El ritmo es un elemento imprescindible para la vida, la que además posee su propia contraparte: la muerte. Sin embargo, lo rítmico constituye una noción de importancia solamente cuando nos mantenemos dentro de la polaridad, puesto que en la situación utópica del todo no existe este tipo de lógica. No obstante, como no es posible salir de la polaridad y como máximo podemos transitar el camino hacia el todo, el ritmo es fundamental para las personas en sus múltiples procesos vitales y mentales.

La alternancia entre dos polos únicamente puede darse en el marco de una sucesión temporal, esto es, solamente puede existir la sucesión si también hay un curso de tiempo. La temporalidad es una consecuencia del nacimiento de los contrarios, de dos facetas que muestran diferentes informaciones y que, en el mejor de los casos, el ser humano atiende en partes iguales, pero no a la vez, sino alternadamente. Primero presta atención a uno de los aspectos, y luego al otro. Aquí podemos ver la idea de qué va en primer lugar y qué se encuentra a continuación.

Si en la unidad no hay división, sino simultaneidad, la idea de tiempo es indisociable de la de secuencia; por lo tanto, la polaridad crea lo dual, lo consecutivo. A partir de estas nociones, se puede establecer una idea de cambio, que visto desde la perspectiva del todo es una mera ilusión, una construcción errónea que se han fabricado los hombres. Desde esta concepción, la equivocación reside en pensar que el mundo cambia al igual que los seres humanos: el universo no se modifica porque ha asimilado en su estructura a la totalidad. Son los individuos quienes cambian y transforman sus puntos de vista. El tiempo puede afectar las formas visibles en las cuales se expresan los contenidos, pero estos subsisten como informaciones nobles y estables que se ofrecen al acceso de las personas que aceptan el desafío de encontrarlas.

Mediante la sucesión temporal, todos podemos paliar nuestras consecuencias bipolares mediante la alternancia. Si bien nunca podremos contemplar una totalidad de manera simultánea, sí es preciso prestar atención a sus elementos de manera rítmica pero regular, aunque no logremos superar el engaño de la división en opuestos.

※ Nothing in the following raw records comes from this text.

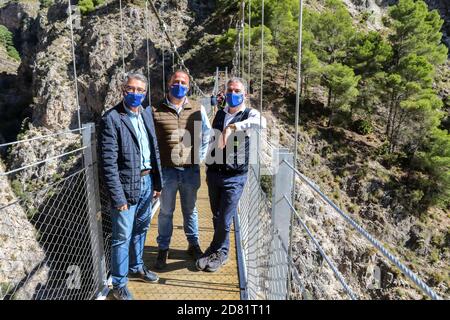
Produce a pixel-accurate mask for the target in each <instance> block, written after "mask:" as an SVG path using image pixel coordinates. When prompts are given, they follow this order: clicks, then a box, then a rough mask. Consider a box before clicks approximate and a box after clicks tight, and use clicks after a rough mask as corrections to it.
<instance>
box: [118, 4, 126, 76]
mask: <svg viewBox="0 0 450 320" xmlns="http://www.w3.org/2000/svg"><path fill="white" fill-rule="evenodd" d="M119 11H120V43H121V45H120V46H121V50H122V72H123V74H125V52H124V40H123V33H124V28H123V17H122V15H123V13H122V0H119Z"/></svg>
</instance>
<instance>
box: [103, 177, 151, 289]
mask: <svg viewBox="0 0 450 320" xmlns="http://www.w3.org/2000/svg"><path fill="white" fill-rule="evenodd" d="M152 199H153V184H152V176H151V175H146V176H144V177H141V194H140V197H139V201H138V203H137V204H135V205H132V206H129V207H128V210H125V211H119V210H118V209H117V208H113V209H112V212H111V220H112V241H111V242H112V248H111V276H112V284H113V287H114V288H120V287H123V286H125V285H126V284H127V281H128V278H127V276H128V272H129V271H131V272H139V271H142V267H143V265H144V261H143V260H142V255H143V253H144V246H145V237H146V235H147V230H148V229H149V227H150V221H151V219H152Z"/></svg>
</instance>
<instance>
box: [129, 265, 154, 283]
mask: <svg viewBox="0 0 450 320" xmlns="http://www.w3.org/2000/svg"><path fill="white" fill-rule="evenodd" d="M128 277H129V278H131V279H141V280H144V281H145V282H157V281H158V280H159V277H158V276H157V275H156V273H154V272H151V271H150V270H148V269H147V268H146V267H145V266H143V267H142V271H141V272H129V273H128Z"/></svg>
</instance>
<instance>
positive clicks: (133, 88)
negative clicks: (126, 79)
mask: <svg viewBox="0 0 450 320" xmlns="http://www.w3.org/2000/svg"><path fill="white" fill-rule="evenodd" d="M125 91H126V92H137V93H144V92H145V89H143V88H137V87H133V86H125Z"/></svg>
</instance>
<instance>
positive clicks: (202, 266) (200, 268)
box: [195, 248, 212, 271]
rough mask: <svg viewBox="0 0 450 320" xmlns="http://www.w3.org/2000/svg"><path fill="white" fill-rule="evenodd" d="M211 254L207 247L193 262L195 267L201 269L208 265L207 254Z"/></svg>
mask: <svg viewBox="0 0 450 320" xmlns="http://www.w3.org/2000/svg"><path fill="white" fill-rule="evenodd" d="M211 254H212V252H211V250H210V249H209V248H208V249H206V251H205V253H204V254H202V255H201V256H200V258H198V259H197V261H196V262H195V266H196V267H197V270H199V271H203V270H205V269H206V267H207V266H208V262H209V256H210V255H211Z"/></svg>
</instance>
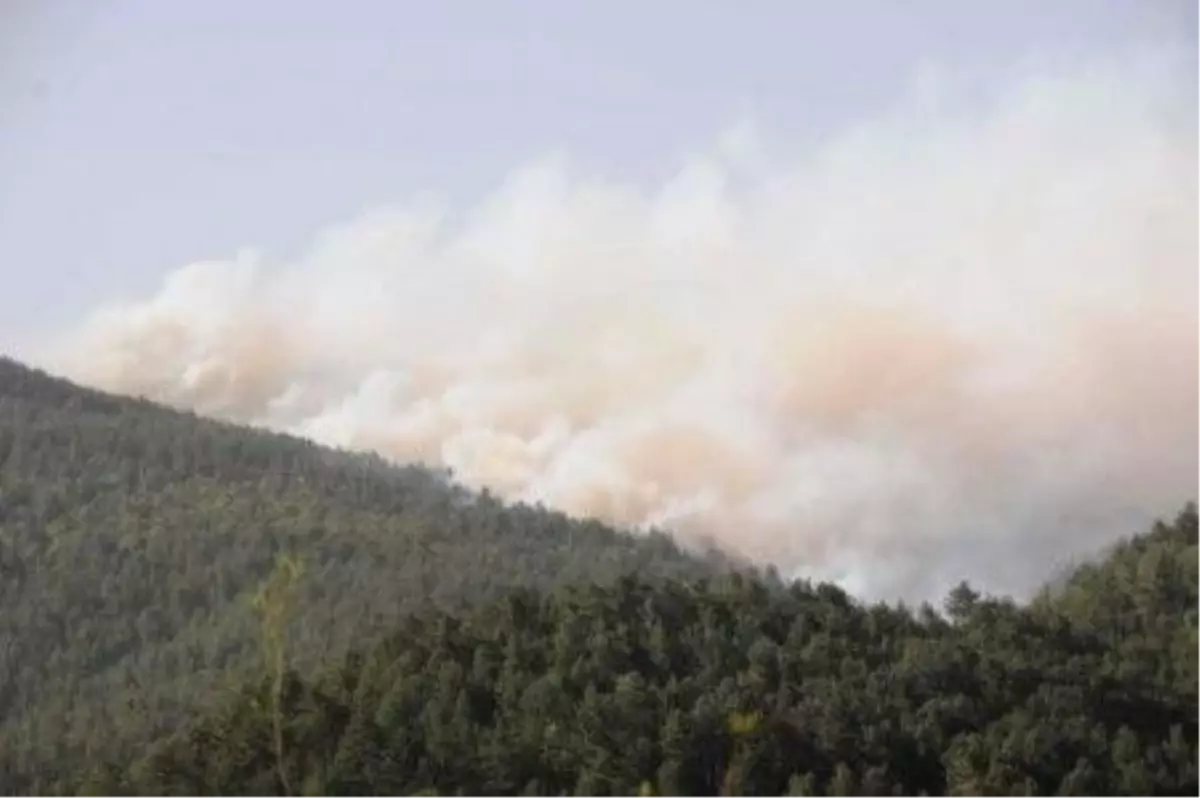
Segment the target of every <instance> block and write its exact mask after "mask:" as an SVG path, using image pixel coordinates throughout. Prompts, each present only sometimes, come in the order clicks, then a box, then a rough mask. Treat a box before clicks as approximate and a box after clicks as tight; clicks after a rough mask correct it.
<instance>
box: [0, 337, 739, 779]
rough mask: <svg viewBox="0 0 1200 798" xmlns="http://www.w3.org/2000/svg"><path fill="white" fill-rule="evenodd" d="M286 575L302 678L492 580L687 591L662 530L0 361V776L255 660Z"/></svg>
mask: <svg viewBox="0 0 1200 798" xmlns="http://www.w3.org/2000/svg"><path fill="white" fill-rule="evenodd" d="M281 554H293V556H295V557H296V558H299V559H300V560H302V562H304V564H305V572H304V575H302V576H301V577H300V580H299V582H298V584H296V594H295V596H294V605H295V607H294V608H295V612H294V613H293V614H292V619H293V620H292V622H290V626H289V630H288V631H289V635H288V638H289V644H290V656H292V661H293V664H294V665H295V666H296V667H299V668H300V670H301V672H307V668H310V667H311V666H314V665H316V664H318V662H323V661H325V660H326V658H329V656H336V655H340V654H342V653H344V652H346V650H348V649H349V647H352V646H367V644H370V642H371V638H372V635H373V634H374V632H376V631H378V630H380V629H386V628H388V626H390V625H391V624H394V623H396V620H397V619H398V618H401V617H402V616H403V614H406V613H408V612H410V611H415V610H420V608H422V607H427V606H430V607H434V606H436V607H440V608H444V610H458V608H461V607H464V606H468V605H473V604H475V602H479V601H481V600H485V599H491V598H496V596H499V595H502V594H503V593H504V592H505V590H506V589H508V588H509V587H511V586H526V587H544V588H546V587H552V586H557V584H565V583H580V582H583V583H587V582H593V581H596V582H610V583H611V582H612V581H613V580H616V578H617V577H618V576H620V575H624V574H630V572H638V574H642V575H644V576H648V577H656V576H670V577H684V578H691V577H697V576H703V575H707V574H712V572H713V571H714V569H718V570H719V569H720V568H722V564H721V562H720V559H719V558H718V557H716V556H715V554H714V556H710V557H708V558H707V559H702V558H697V557H692V556H688V554H685V553H683V552H680V551H679V550H678V548H677V547H676V546H674V545H673V544H672V542H671V540H670V539H668V538H666V536H665V535H649V536H631V535H626V534H620V533H617V532H614V530H612V529H610V528H606V527H604V526H601V524H599V523H593V522H576V521H570V520H568V518H566V517H564V516H562V515H558V514H553V512H548V511H544V510H539V509H533V508H524V506H505V505H502V504H500V503H499V502H497V500H496V499H493V498H490V497H487V496H486V494H485V496H475V494H472V493H468V492H467V491H463V490H461V488H458V487H456V486H454V485H452V484H450V481H449V480H448V479H446V478H445V475H443V474H438V473H434V472H431V470H427V469H424V468H418V467H408V468H398V467H392V466H389V464H386V463H385V462H383V461H382V460H378V458H373V457H366V456H358V455H350V454H346V452H338V451H332V450H329V449H323V448H319V446H316V445H313V444H311V443H306V442H304V440H299V439H294V438H289V437H284V436H277V434H268V433H265V432H256V431H251V430H247V428H242V427H238V426H232V425H223V424H217V422H215V421H208V420H203V419H199V418H196V416H193V415H188V414H181V413H175V412H172V410H169V409H166V408H162V407H158V406H155V404H152V403H149V402H144V401H136V400H128V398H120V397H114V396H109V395H104V394H101V392H96V391H91V390H85V389H82V388H79V386H77V385H73V384H71V383H67V382H65V380H60V379H55V378H52V377H49V376H47V374H44V373H41V372H37V371H32V370H29V368H26V367H24V366H22V365H19V364H17V362H13V361H11V360H4V359H0V599H2V605H0V606H2V608H4V611H2V613H0V767H2V768H6V772H7V773H8V774H10V775H8V779H10V780H11V779H12V778H16V776H14V775H13V774H17V773H23V774H29V773H36V772H42V770H44V772H46V773H54V772H55V770H58V769H61V768H65V767H70V766H71V764H72V763H77V762H80V761H83V760H84V758H86V757H96V756H118V755H124V754H130V752H131V751H138V750H140V748H139V744H140V743H142V742H144V740H145V739H149V738H151V737H154V736H156V734H158V733H162V732H164V731H167V730H170V728H174V727H175V725H176V724H178V722H179V721H180V720H182V719H185V718H187V716H190V715H191V714H192V713H193V712H194V710H196V709H197V707H199V706H203V704H209V703H211V702H212V701H215V700H217V698H218V697H220V696H221V695H223V694H222V690H223V689H224V688H223V686H222V685H224V684H226V683H227V682H229V680H238V679H240V678H244V677H245V676H246V674H247V673H250V672H251V671H250V668H254V667H258V666H259V665H260V662H262V643H260V634H259V632H260V629H259V614H258V611H257V610H256V608H254V606H253V605H252V598H253V595H254V593H256V590H258V588H259V587H260V583H262V582H263V580H264V578H265V577H266V576H268V574H269V572H270V570H271V568H272V564H274V563H275V562H276V559H277V557H278V556H281Z"/></svg>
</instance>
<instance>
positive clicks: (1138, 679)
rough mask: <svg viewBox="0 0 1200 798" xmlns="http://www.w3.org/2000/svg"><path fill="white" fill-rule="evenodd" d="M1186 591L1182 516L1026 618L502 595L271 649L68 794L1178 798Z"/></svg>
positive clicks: (1190, 785)
mask: <svg viewBox="0 0 1200 798" xmlns="http://www.w3.org/2000/svg"><path fill="white" fill-rule="evenodd" d="M281 574H283V575H284V576H286V571H281ZM286 583H287V582H286V580H282V581H278V582H275V583H274V584H275V587H276V590H275V592H274V593H272V595H274V599H275V600H280V601H286V593H283V592H282V590H280V589H278V588H282V587H284V586H286ZM1198 598H1200V515H1198V514H1196V511H1195V509H1194V508H1189V509H1188V510H1187V511H1184V512H1183V514H1182V515H1181V516H1180V518H1178V520H1177V521H1176V523H1174V524H1172V526H1162V524H1160V526H1158V527H1157V528H1156V529H1154V530H1153V532H1152V533H1151V534H1148V535H1145V536H1140V538H1135V539H1133V540H1132V541H1129V542H1127V544H1124V545H1122V546H1121V547H1118V548H1117V550H1116V551H1115V552H1114V553H1112V554H1111V557H1110V558H1109V559H1108V560H1106V562H1104V563H1103V564H1098V565H1092V566H1087V568H1084V569H1081V570H1079V571H1078V572H1075V574H1074V575H1073V576H1072V577H1070V578H1069V580H1068V581H1067V583H1066V584H1064V586H1061V587H1060V588H1056V589H1055V590H1054V592H1049V590H1048V592H1045V593H1044V594H1043V595H1040V596H1039V598H1038V599H1037V600H1036V601H1033V602H1032V604H1030V605H1027V606H1019V605H1016V604H1014V602H1013V601H1009V600H1000V599H992V598H984V596H980V595H979V594H977V593H976V592H974V590H972V589H971V588H970V587H968V586H967V584H962V586H960V587H959V588H956V589H955V590H954V592H953V593H952V594H950V595H949V596H948V598H947V601H946V606H944V607H943V611H942V612H935V611H934V610H932V608H931V607H928V606H926V607H922V608H918V610H916V611H913V610H908V608H905V607H902V606H899V607H890V606H884V605H876V606H862V605H859V604H857V602H854V601H853V600H852V599H851V598H850V596H847V595H846V594H845V593H842V592H841V590H839V589H838V588H835V587H830V586H811V584H806V583H796V584H791V586H788V587H786V588H778V587H772V586H768V584H764V583H762V582H761V581H757V580H755V578H751V577H745V576H742V575H737V574H733V575H730V576H726V577H722V578H716V580H707V581H700V582H695V583H691V584H683V583H656V584H650V583H647V582H644V581H640V580H635V578H624V580H619V581H618V582H617V583H616V584H612V586H607V587H599V586H592V587H566V588H562V589H558V590H553V592H550V593H538V592H532V590H522V592H516V593H514V594H511V595H509V596H506V598H504V599H502V600H499V601H496V602H492V604H490V605H488V606H486V607H484V608H481V610H479V611H476V612H474V613H470V614H468V616H467V617H466V618H456V617H454V616H450V614H446V613H438V612H430V613H424V614H421V616H420V617H412V618H409V619H407V620H404V622H403V623H401V624H400V625H398V626H397V628H396V630H395V631H394V632H392V634H391V635H390V636H389V637H388V638H386V640H384V641H382V642H380V643H379V644H377V646H374V647H372V648H371V649H368V650H364V652H355V653H352V654H349V655H348V656H346V658H344V659H343V660H341V661H340V662H336V664H331V665H330V666H329V667H326V668H325V670H323V671H322V673H320V674H319V676H316V677H313V678H302V677H299V676H298V674H295V673H294V672H292V671H290V670H289V668H288V667H287V665H286V658H280V659H276V660H274V661H275V665H276V668H277V670H275V671H274V672H270V673H265V674H263V676H262V677H260V678H258V679H256V680H251V682H248V683H246V684H245V685H242V686H241V689H240V692H239V694H238V695H236V696H230V697H228V698H227V700H226V701H224V702H223V704H222V706H221V707H220V708H216V709H214V710H212V712H211V713H210V714H208V715H206V716H205V718H204V719H203V720H202V721H199V722H197V724H194V725H192V726H190V727H188V728H187V730H186V731H184V732H181V733H178V734H175V736H172V737H168V738H166V739H163V740H161V742H158V743H157V744H156V745H155V746H152V748H151V749H150V750H149V751H148V752H146V754H145V755H144V756H143V757H139V758H138V760H137V761H132V762H126V763H124V764H122V766H118V764H114V766H110V767H108V768H104V769H100V770H96V772H94V773H92V774H91V776H90V780H89V781H88V782H86V788H90V790H92V791H95V792H94V793H92V794H113V796H121V794H131V796H140V794H146V796H167V794H170V796H232V794H248V796H266V794H293V796H530V797H532V796H647V797H648V796H661V797H664V798H665V797H668V796H787V797H800V796H830V797H851V796H918V794H928V796H941V794H952V796H1079V797H1087V798H1092V797H1097V796H1150V794H1159V796H1195V794H1200V617H1198V610H1200V604H1198Z"/></svg>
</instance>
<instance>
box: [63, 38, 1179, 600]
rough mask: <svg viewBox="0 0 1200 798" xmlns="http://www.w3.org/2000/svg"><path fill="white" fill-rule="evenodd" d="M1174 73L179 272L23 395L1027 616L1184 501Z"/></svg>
mask: <svg viewBox="0 0 1200 798" xmlns="http://www.w3.org/2000/svg"><path fill="white" fill-rule="evenodd" d="M1193 70H1194V64H1193V62H1192V61H1189V60H1187V59H1184V58H1182V56H1162V55H1158V56H1150V58H1139V59H1130V60H1126V61H1114V62H1109V64H1102V65H1096V64H1092V65H1090V66H1088V67H1087V68H1070V70H1068V68H1063V70H1058V71H1055V70H1050V68H1042V70H1036V71H1033V72H1031V73H1030V74H1027V76H1026V78H1025V79H1021V80H1016V82H1014V83H1013V84H1010V85H1008V86H1007V88H1002V89H1000V90H990V91H985V92H982V94H980V92H976V94H962V95H959V94H955V92H954V91H953V90H952V89H947V88H946V86H942V88H938V86H937V85H936V84H935V83H930V82H925V83H924V84H923V85H924V88H923V89H922V90H920V91H916V92H914V94H913V95H912V96H911V97H908V98H905V100H904V101H902V102H899V103H898V104H896V107H895V108H894V109H892V110H890V112H889V113H886V114H883V115H881V116H880V118H878V119H875V120H874V121H871V122H870V124H866V125H862V126H859V127H856V128H853V130H850V131H846V132H844V133H842V134H840V136H836V137H832V138H828V139H826V140H823V142H818V143H816V144H810V145H805V146H803V148H797V150H796V151H792V152H790V154H787V155H786V156H781V155H780V154H779V152H776V151H775V150H776V149H778V148H767V146H764V145H762V144H761V143H760V142H757V139H756V137H755V136H754V131H752V128H750V127H742V128H738V130H737V131H734V134H731V136H726V137H724V138H722V139H720V142H719V143H718V144H716V145H714V148H712V152H708V154H703V155H696V156H692V157H690V158H688V160H686V162H685V163H684V166H683V167H682V168H680V169H679V170H678V173H677V174H676V175H674V176H673V178H671V179H670V180H667V181H666V182H665V184H664V185H661V186H655V187H653V188H650V190H648V188H646V187H644V186H638V185H632V184H629V185H626V184H620V182H613V181H611V180H605V179H593V178H588V176H587V174H583V173H581V170H580V169H576V168H574V167H572V164H571V163H570V162H568V161H566V160H565V158H562V157H552V158H547V160H545V161H541V162H536V163H533V164H530V166H528V167H527V168H523V169H520V170H517V172H515V173H514V174H512V175H511V176H510V178H509V179H508V180H506V182H505V184H504V185H503V186H502V187H500V188H499V190H498V191H496V192H494V193H493V194H492V196H490V197H487V198H485V199H484V200H482V202H480V203H479V204H478V205H475V206H473V208H469V209H466V210H462V209H460V210H458V212H456V214H450V212H449V211H448V210H446V209H444V208H439V206H436V205H410V206H398V208H389V209H382V210H379V211H377V212H373V214H370V215H366V216H365V217H362V218H359V220H356V221H353V222H350V223H348V224H343V226H340V227H335V228H332V229H329V230H326V232H324V233H322V234H320V235H319V236H317V238H316V240H314V241H313V242H312V245H311V247H308V248H307V251H306V253H305V254H304V256H302V257H299V258H295V259H293V260H292V262H288V263H281V262H277V260H274V259H271V258H269V257H266V256H263V254H260V253H257V252H254V251H245V252H241V253H238V254H236V256H235V257H232V258H230V259H228V260H222V262H205V263H193V264H191V265H186V266H184V268H181V269H179V270H178V271H175V272H173V274H170V275H169V276H168V277H167V278H166V281H164V283H163V286H162V288H161V290H160V292H158V293H157V295H154V296H149V298H145V299H139V300H134V301H130V302H126V304H122V305H119V306H112V307H103V308H101V310H100V311H98V312H96V313H95V314H94V316H92V317H91V318H89V319H88V320H86V322H85V323H83V324H82V325H80V326H79V329H76V330H71V331H68V332H67V334H66V335H65V336H64V337H62V338H61V340H60V341H56V342H55V344H54V346H53V347H48V348H47V349H46V354H44V358H43V361H44V362H46V364H47V365H49V366H52V367H55V368H56V370H58V371H61V372H64V373H66V374H68V376H72V377H74V378H78V379H82V380H84V382H86V383H90V384H95V385H100V386H103V388H107V389H112V390H116V391H122V392H130V394H139V395H146V396H150V397H152V398H156V400H161V401H166V402H168V403H172V404H175V406H181V407H188V408H194V409H197V410H199V412H202V413H206V414H214V415H218V416H223V418H228V419H234V420H241V421H247V422H253V424H259V425H266V426H270V427H274V428H278V430H286V431H292V432H296V433H300V434H304V436H308V437H312V438H316V439H318V440H322V442H329V443H334V444H338V445H346V446H352V448H362V449H373V450H378V451H380V452H383V454H385V455H388V456H391V457H395V458H397V460H402V461H412V460H421V461H425V462H427V463H431V464H438V466H446V467H451V468H452V469H454V470H455V473H456V474H457V476H458V478H460V479H461V480H462V481H464V482H466V484H468V485H473V486H488V487H491V488H492V490H493V491H496V492H498V493H500V494H503V496H505V497H508V498H511V499H523V500H530V502H544V503H546V504H547V505H552V506H556V508H560V509H564V510H566V511H570V512H574V514H588V515H598V516H600V517H602V518H606V520H610V521H613V522H618V523H623V524H631V526H647V524H649V526H659V527H662V528H668V529H672V530H676V532H677V533H678V534H679V536H680V538H683V539H685V540H688V539H696V538H698V536H703V538H709V539H713V540H715V541H716V542H719V544H720V545H722V546H726V547H728V548H730V550H732V551H736V552H738V553H742V554H745V556H749V557H751V558H754V559H756V560H758V562H762V563H770V564H774V565H776V566H778V568H779V569H780V571H781V572H784V574H804V575H811V576H817V577H822V578H836V580H841V581H842V582H844V583H845V584H847V587H850V588H851V589H853V590H857V592H860V593H863V594H866V595H871V596H898V595H902V596H907V598H925V596H932V595H938V594H940V593H941V592H942V590H944V588H946V587H947V586H948V584H949V583H953V582H955V581H958V580H959V578H964V577H967V578H971V580H972V581H973V582H977V583H979V584H983V586H985V587H986V588H989V589H995V590H1015V592H1018V593H1024V592H1027V590H1028V589H1031V588H1032V587H1033V586H1036V584H1037V583H1038V582H1039V581H1042V580H1043V578H1045V577H1046V576H1048V574H1049V571H1050V570H1051V568H1054V566H1055V565H1056V564H1061V563H1062V562H1063V560H1064V559H1066V558H1070V557H1075V556H1078V554H1081V553H1086V552H1092V551H1094V550H1096V548H1098V547H1099V546H1102V545H1103V544H1105V542H1108V541H1109V540H1111V539H1112V538H1114V536H1116V535H1120V534H1126V533H1129V532H1134V530H1136V529H1138V526H1139V524H1141V523H1144V522H1145V521H1146V520H1147V518H1148V517H1151V516H1152V515H1160V514H1169V512H1174V511H1175V510H1176V509H1178V506H1180V505H1182V503H1183V502H1186V500H1187V499H1189V498H1194V497H1198V496H1200V319H1198V313H1196V307H1198V300H1200V125H1198V120H1200V116H1198V113H1196V112H1198V109H1200V103H1198V102H1196V95H1195V92H1194V89H1195V83H1194V80H1193V74H1194V71H1193ZM768 150H770V151H768Z"/></svg>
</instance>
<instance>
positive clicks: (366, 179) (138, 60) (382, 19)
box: [0, 0, 1200, 347]
mask: <svg viewBox="0 0 1200 798" xmlns="http://www.w3.org/2000/svg"><path fill="white" fill-rule="evenodd" d="M1198 7H1200V4H1195V2H1188V1H1187V0H1180V1H1178V2H1172V1H1163V0H1057V1H1055V2H1045V1H1044V0H995V1H992V0H989V1H974V2H964V1H961V0H940V1H932V0H922V1H916V2H898V1H895V0H878V1H874V2H868V1H863V0H859V1H850V2H841V1H839V2H815V1H814V2H805V1H796V0H793V1H791V2H764V1H763V2H760V1H748V2H744V4H742V2H739V4H733V2H704V1H702V0H689V1H686V2H684V1H677V0H670V1H668V0H655V1H652V2H646V1H644V0H642V1H640V2H626V1H624V0H617V1H612V0H610V1H608V2H588V4H583V2H550V1H546V0H526V1H523V2H498V1H496V0H491V1H486V2H484V1H480V2H455V1H446V2H385V1H366V0H350V1H346V2H337V4H331V2H317V1H313V0H258V1H254V2H246V1H245V0H205V1H204V2H163V1H162V0H0V270H2V271H0V274H2V287H4V288H2V290H0V346H7V347H13V346H16V344H17V342H18V341H20V340H25V341H28V340H30V338H31V337H35V336H36V335H37V334H38V332H41V331H43V330H44V329H46V328H47V326H49V325H58V324H60V323H61V322H62V320H65V319H70V318H72V317H74V316H78V314H79V313H82V312H83V311H84V310H86V308H89V307H91V306H95V305H96V304H98V302H100V301H102V300H104V299H107V298H109V296H112V295H114V294H124V293H126V292H134V290H136V292H145V290H148V289H150V288H151V287H152V286H154V284H155V283H156V282H157V281H158V280H160V278H161V277H162V275H163V274H166V272H167V271H169V270H172V269H175V268H178V266H179V265H181V264H185V263H188V262H192V260H196V259H199V258H211V257H223V256H227V254H229V253H232V252H234V251H235V250H238V248H239V247H242V246H254V247H260V248H264V250H265V251H268V252H271V253H276V254H281V256H282V254H288V253H290V252H293V251H294V250H295V248H298V247H300V246H302V245H304V242H305V241H306V240H307V239H308V238H310V236H311V235H312V234H314V233H316V232H317V230H318V229H320V228H322V227H324V226H326V224H329V223H331V222H336V221H341V220H347V218H352V217H354V216H355V215H356V214H359V212H360V211H362V210H365V209H370V208H373V206H377V205H380V204H386V203H396V202H409V200H410V199H412V198H414V197H418V196H421V194H430V193H432V194H436V196H438V197H449V198H451V199H457V200H473V199H474V198H476V196H478V194H480V193H481V192H484V191H487V190H490V188H492V187H494V186H496V185H497V184H498V182H499V181H500V180H503V179H504V176H505V175H506V174H508V173H509V172H510V170H511V169H514V168H515V167H517V166H520V164H522V163H524V162H527V161H529V160H532V158H535V157H536V156H540V155H544V154H546V152H550V151H565V152H569V154H570V155H571V157H572V158H575V160H576V161H578V162H582V163H584V164H587V166H588V168H589V169H590V170H592V173H593V174H608V175H613V176H618V178H620V179H625V180H635V181H647V182H648V181H658V180H661V179H662V178H664V176H665V175H666V174H668V173H671V172H672V170H674V169H676V168H677V167H678V163H679V158H680V156H683V155H685V154H686V152H688V151H689V150H691V149H695V148H703V146H707V145H708V144H709V143H710V142H712V140H713V139H714V138H715V137H716V136H719V134H720V133H721V132H722V131H726V130H727V128H730V127H731V126H732V125H736V124H738V122H744V121H746V120H751V121H754V122H755V124H756V125H757V128H758V130H760V131H761V132H762V133H763V136H764V137H766V138H767V139H768V140H773V139H779V140H786V142H788V146H791V144H792V143H793V142H794V140H796V139H798V138H811V137H818V136H822V134H827V133H828V132H829V131H830V130H834V128H838V127H840V126H844V125H846V124H847V122H850V121H853V120H856V119H858V118H860V116H863V115H865V114H869V113H875V112H877V110H878V109H880V108H881V107H882V106H886V104H888V103H890V102H894V101H895V100H896V97H898V96H899V95H900V94H901V92H902V91H904V90H905V88H906V86H907V85H910V84H911V82H912V78H913V76H914V74H916V73H918V72H919V70H922V68H928V67H941V68H942V70H944V71H947V72H948V73H950V74H955V76H974V77H979V78H983V79H991V78H995V77H997V76H1001V74H1003V73H1004V72H1009V71H1013V70H1018V68H1021V66H1022V64H1025V65H1027V61H1028V59H1030V58H1034V59H1036V58H1043V59H1045V58H1050V59H1063V58H1072V56H1074V55H1079V54H1087V53H1092V54H1094V53H1097V52H1105V50H1118V49H1121V48H1126V47H1128V46H1130V44H1136V43H1139V42H1146V41H1154V40H1162V38H1174V40H1176V41H1177V40H1181V38H1182V40H1190V37H1192V35H1193V34H1194V31H1195V28H1194V25H1195V23H1196V18H1198V12H1196V8H1198Z"/></svg>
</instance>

Una correcta alternancia es la que también se propone en estas páginas, puesto que no queremos brindarle al lector una solución prácticamente inalcanzable, como sería la indicación de concretar el todo en su persona. Los seres humanos estamos atados a nuestra condición mortal y a nuestra polaridad: no podemos escaparnos del tiempo, del ritmo y de las continuas elecciones entre opciones. No obstante, lo que sí se encuentra al alcance de nuestras manos es la atención repartida e igualitaria entre los polos, entre las dos secciones del Yo que —de la misma forma en que sucede con nuestros hemisferios— poseen características diferenciadas, pero igualmente importantes para alcanzar el equilibrio.